Re: [systemd-devel] systemd-nspawn with filesystem id mapping

2021-06-08 Thread Lennart Poettering
On Fr, 04.06.21 14:53, systemd-de...@notandy.de (systemd-de...@notandy.de) 
wrote:

> Hi again,
>
> after some more debugging this EOVERFLOW seems to be the result of a call to 
> may_o_create in fs/namei.c in the kernel.
> There is a check:
>
> if (!fsuidgid_has_mapping(dir->dentry->d_sb, mnt_userns))
>   return -EOVERFLOW;
>
> This seems to be the one returning EOVERFLOW to nspawn and resulting in the 
> container spawn to fail.
> My guess would be that this is a systemd bug when combining filesystem id 
> mapping with --bind.
> Before I start spending more time debugging this, has anyone so far used 
> --bind with --private-users=pick and --private-users-ownership=map 
> successfull?
>
> As far as I understand the pull request #19438 , didn't add any handling to 
> the mount_bind function. Was this maybe overlooked?
> In my understanding there is a remount_idmap missing in that function well as 
> the touch needs to be done in the correct user namespace or with mapped 
> uid/gids.
>
> I'm new to the systemd source code, could somebody confirm that I'm on the 
> right track there and not heading in the wrong direction?

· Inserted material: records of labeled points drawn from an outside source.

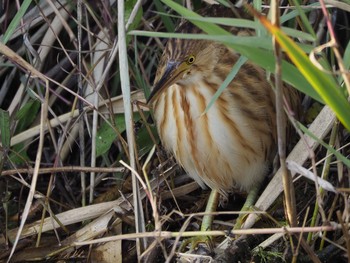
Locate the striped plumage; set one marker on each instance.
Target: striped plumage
(233, 143)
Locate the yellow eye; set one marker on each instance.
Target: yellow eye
(190, 59)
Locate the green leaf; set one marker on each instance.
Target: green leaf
(168, 23)
(15, 21)
(324, 84)
(227, 81)
(129, 6)
(258, 55)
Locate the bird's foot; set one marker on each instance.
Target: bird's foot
(198, 244)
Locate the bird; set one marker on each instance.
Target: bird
(233, 144)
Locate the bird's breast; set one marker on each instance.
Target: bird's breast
(219, 147)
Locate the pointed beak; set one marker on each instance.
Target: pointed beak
(171, 74)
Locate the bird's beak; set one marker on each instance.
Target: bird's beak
(171, 74)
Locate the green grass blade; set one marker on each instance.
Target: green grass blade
(324, 84)
(337, 154)
(227, 81)
(15, 21)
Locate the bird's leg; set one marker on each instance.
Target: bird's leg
(207, 222)
(249, 202)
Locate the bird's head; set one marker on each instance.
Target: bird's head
(183, 61)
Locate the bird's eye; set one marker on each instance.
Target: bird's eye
(190, 60)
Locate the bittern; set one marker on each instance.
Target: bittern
(233, 143)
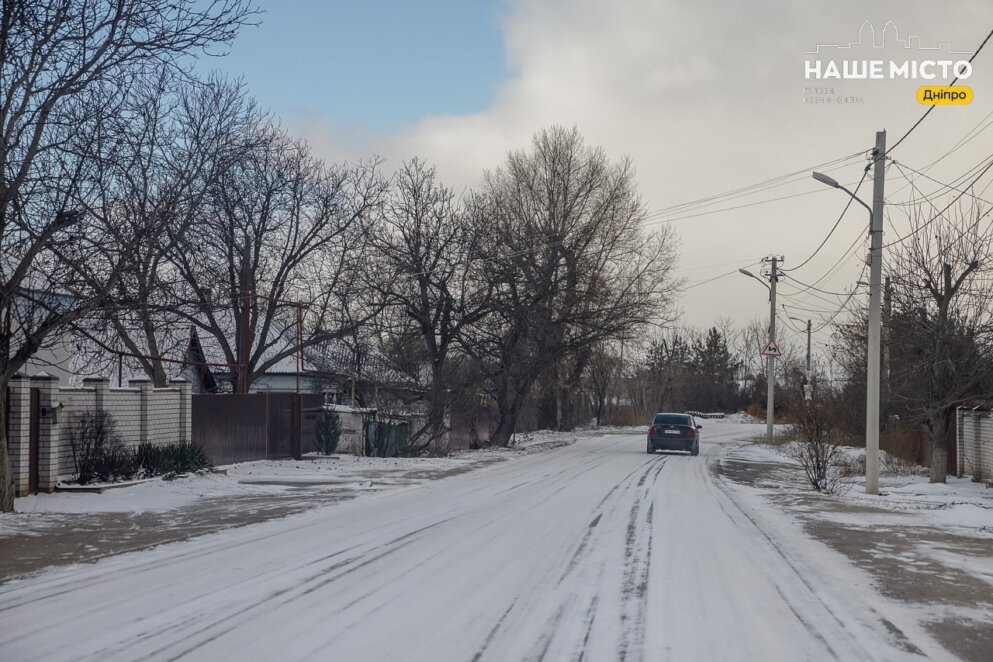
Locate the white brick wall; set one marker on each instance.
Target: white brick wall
(975, 444)
(166, 421)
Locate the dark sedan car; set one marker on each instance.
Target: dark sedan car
(674, 432)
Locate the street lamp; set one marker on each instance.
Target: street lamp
(770, 363)
(875, 278)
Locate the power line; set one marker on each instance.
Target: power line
(834, 227)
(946, 208)
(752, 188)
(928, 111)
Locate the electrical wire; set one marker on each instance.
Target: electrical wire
(946, 208)
(928, 111)
(834, 227)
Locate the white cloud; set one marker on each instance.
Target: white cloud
(705, 97)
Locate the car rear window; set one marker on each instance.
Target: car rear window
(671, 419)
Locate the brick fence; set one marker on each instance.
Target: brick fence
(975, 444)
(40, 410)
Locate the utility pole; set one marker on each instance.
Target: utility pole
(771, 360)
(246, 313)
(884, 386)
(875, 278)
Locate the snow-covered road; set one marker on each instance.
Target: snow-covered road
(595, 551)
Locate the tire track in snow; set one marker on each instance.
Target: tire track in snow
(638, 552)
(718, 486)
(309, 585)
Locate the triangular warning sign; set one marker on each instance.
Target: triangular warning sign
(772, 349)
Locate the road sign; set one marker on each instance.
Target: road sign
(772, 349)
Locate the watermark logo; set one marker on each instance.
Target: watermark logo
(886, 55)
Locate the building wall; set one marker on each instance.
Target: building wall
(975, 444)
(141, 413)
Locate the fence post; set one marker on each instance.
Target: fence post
(18, 432)
(144, 386)
(296, 428)
(48, 431)
(185, 407)
(100, 386)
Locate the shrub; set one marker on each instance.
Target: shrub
(327, 434)
(182, 457)
(97, 452)
(817, 448)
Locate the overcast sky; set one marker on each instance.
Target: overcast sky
(705, 96)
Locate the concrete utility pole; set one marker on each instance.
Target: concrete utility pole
(875, 278)
(770, 356)
(875, 282)
(771, 360)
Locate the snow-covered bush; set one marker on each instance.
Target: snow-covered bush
(327, 432)
(97, 451)
(817, 448)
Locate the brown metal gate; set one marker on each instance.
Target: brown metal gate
(242, 427)
(34, 444)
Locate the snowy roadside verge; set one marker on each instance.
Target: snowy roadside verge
(312, 480)
(960, 505)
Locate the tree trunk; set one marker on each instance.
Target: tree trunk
(6, 472)
(548, 405)
(510, 401)
(938, 431)
(440, 441)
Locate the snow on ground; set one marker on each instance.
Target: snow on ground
(590, 551)
(960, 505)
(267, 477)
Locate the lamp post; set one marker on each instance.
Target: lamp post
(770, 359)
(875, 281)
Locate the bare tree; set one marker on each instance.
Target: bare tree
(942, 320)
(570, 264)
(426, 241)
(66, 66)
(284, 235)
(176, 143)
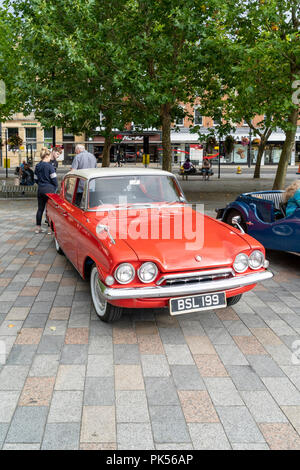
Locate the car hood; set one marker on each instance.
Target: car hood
(159, 236)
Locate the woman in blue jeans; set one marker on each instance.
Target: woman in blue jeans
(46, 179)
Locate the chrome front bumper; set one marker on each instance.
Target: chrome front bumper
(123, 293)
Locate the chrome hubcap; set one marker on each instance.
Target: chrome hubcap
(56, 244)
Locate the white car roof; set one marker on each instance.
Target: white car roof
(115, 171)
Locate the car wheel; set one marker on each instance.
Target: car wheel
(235, 213)
(57, 246)
(105, 311)
(233, 300)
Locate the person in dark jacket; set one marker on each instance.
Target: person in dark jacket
(46, 179)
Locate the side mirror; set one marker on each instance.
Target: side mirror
(236, 221)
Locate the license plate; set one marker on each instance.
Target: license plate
(196, 303)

Let's follow up on the PR, it's the better place to development
discussions on specific bugs or problems. I replied on it the other
day.


Lennart

--
Lennart Poettering, Berlin
___
systemd-devel mailing list
systemd-devel@lists.freedesktop.org
https://lists.freedesktop.org/mailman/listinfo/systemd-devel


Re: [systemd-devel] systemd-nspawn with filesystem id mapping

2021-06-04 Thread systemd-devel
Hi again,

after some more debugging this EOVERFLOW seems to be the result of a call to 
may_o_create in fs/namei.c in the kernel.
There is a check:

if (!fsuidgid_has_mapping(dir->dentry->d_sb, mnt_userns))
return -EOVERFLOW;

This seems to be the one returning EOVERFLOW to nspawn and resulting in the 
container spawn to fail.
My guess would be that this is a systemd bug when combining filesystem id 
mapping with --bind.
Before I start spending more time debugging this, has anyone so far used --bind 
with --private-users=pick and --private-users-ownership=map successfull?

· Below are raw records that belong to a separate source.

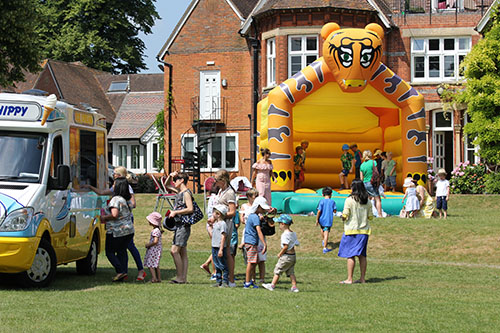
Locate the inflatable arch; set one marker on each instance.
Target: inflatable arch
(346, 96)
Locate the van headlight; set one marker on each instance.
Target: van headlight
(17, 220)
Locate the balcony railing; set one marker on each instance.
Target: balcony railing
(212, 110)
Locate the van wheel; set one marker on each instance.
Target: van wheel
(88, 265)
(43, 270)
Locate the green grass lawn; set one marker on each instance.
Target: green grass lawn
(424, 275)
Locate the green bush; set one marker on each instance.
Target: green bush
(145, 185)
(468, 178)
(492, 184)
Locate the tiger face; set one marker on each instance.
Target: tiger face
(352, 54)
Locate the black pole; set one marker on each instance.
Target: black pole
(169, 124)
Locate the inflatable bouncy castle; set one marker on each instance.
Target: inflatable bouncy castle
(346, 96)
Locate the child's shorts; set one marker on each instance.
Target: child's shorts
(252, 256)
(390, 181)
(286, 263)
(441, 203)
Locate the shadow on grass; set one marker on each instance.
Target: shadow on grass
(378, 280)
(67, 279)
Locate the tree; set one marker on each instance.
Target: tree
(19, 45)
(482, 92)
(103, 34)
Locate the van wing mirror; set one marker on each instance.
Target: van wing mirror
(62, 180)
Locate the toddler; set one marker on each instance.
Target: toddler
(219, 235)
(287, 259)
(154, 247)
(412, 205)
(326, 210)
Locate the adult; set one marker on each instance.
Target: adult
(366, 173)
(427, 204)
(262, 174)
(121, 173)
(227, 197)
(119, 229)
(183, 206)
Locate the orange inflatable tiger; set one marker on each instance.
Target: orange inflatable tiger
(346, 96)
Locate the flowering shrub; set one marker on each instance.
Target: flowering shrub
(468, 178)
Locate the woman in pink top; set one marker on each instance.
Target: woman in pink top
(262, 175)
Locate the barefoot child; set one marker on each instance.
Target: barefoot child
(326, 210)
(154, 247)
(287, 259)
(357, 212)
(442, 193)
(219, 235)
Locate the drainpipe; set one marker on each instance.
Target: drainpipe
(169, 125)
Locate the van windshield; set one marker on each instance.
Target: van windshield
(21, 156)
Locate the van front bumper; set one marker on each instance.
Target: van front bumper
(17, 253)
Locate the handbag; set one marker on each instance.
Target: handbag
(375, 176)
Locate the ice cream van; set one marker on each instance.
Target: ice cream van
(48, 149)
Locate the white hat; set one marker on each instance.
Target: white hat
(408, 182)
(221, 209)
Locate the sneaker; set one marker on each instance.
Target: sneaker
(268, 286)
(249, 285)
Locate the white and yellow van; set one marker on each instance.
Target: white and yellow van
(48, 149)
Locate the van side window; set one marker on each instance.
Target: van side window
(57, 156)
(88, 158)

As far as I understand the pull request #19438 , didn't add any handling to the 
mount_bind function. Was this maybe overlooked?
In my understanding there is a remount_idmap missing in that function well as 
the touch needs to be done in the correct user namespace or with mapped 
uid/gids.

I'm new to the systemd source code, could somebody confirm that I'm on the 
right track there and not heading in the wrong direction?

Thanks,
nd



OpenPGP_signature
Description: OpenPGP digital signature
___
systemd-devel mailing list
systemd-devel@lists.freedesktop.org
https://lists.freedesktop.org/mailman/listinfo/systemd-devel


[systemd-devel] systemd-nspawn with filesystem id mapping

2021-05-30 Thread systemd-devel
Hi!

I was very pleased to see the "nspawn: add support for kernel 5.12 ID mapping 
mounts #19438"-pull request and went right at it to try it out.
The following was tested on the current git head of systemd running on 
archlinux.

What I try to achieve on a high level is kind of emulating bubblewrap and 
executing chromium under wayland with gpu acceleration and working audio using 
PipeWire.
For that I need to pass some sockets and devices to the container using 
--bind-ro . I want to use --private-users=pick to have easier separation 
between multiple Containers.
That means I do not know the running uid of the process before nspawn spawns my 
container. That results on problems accessing the sockets.
Until now I used setfacl to work around this limitation and allow access to the 
sockets.
I was hoping to be able to skip that with --private-users-ownership=map .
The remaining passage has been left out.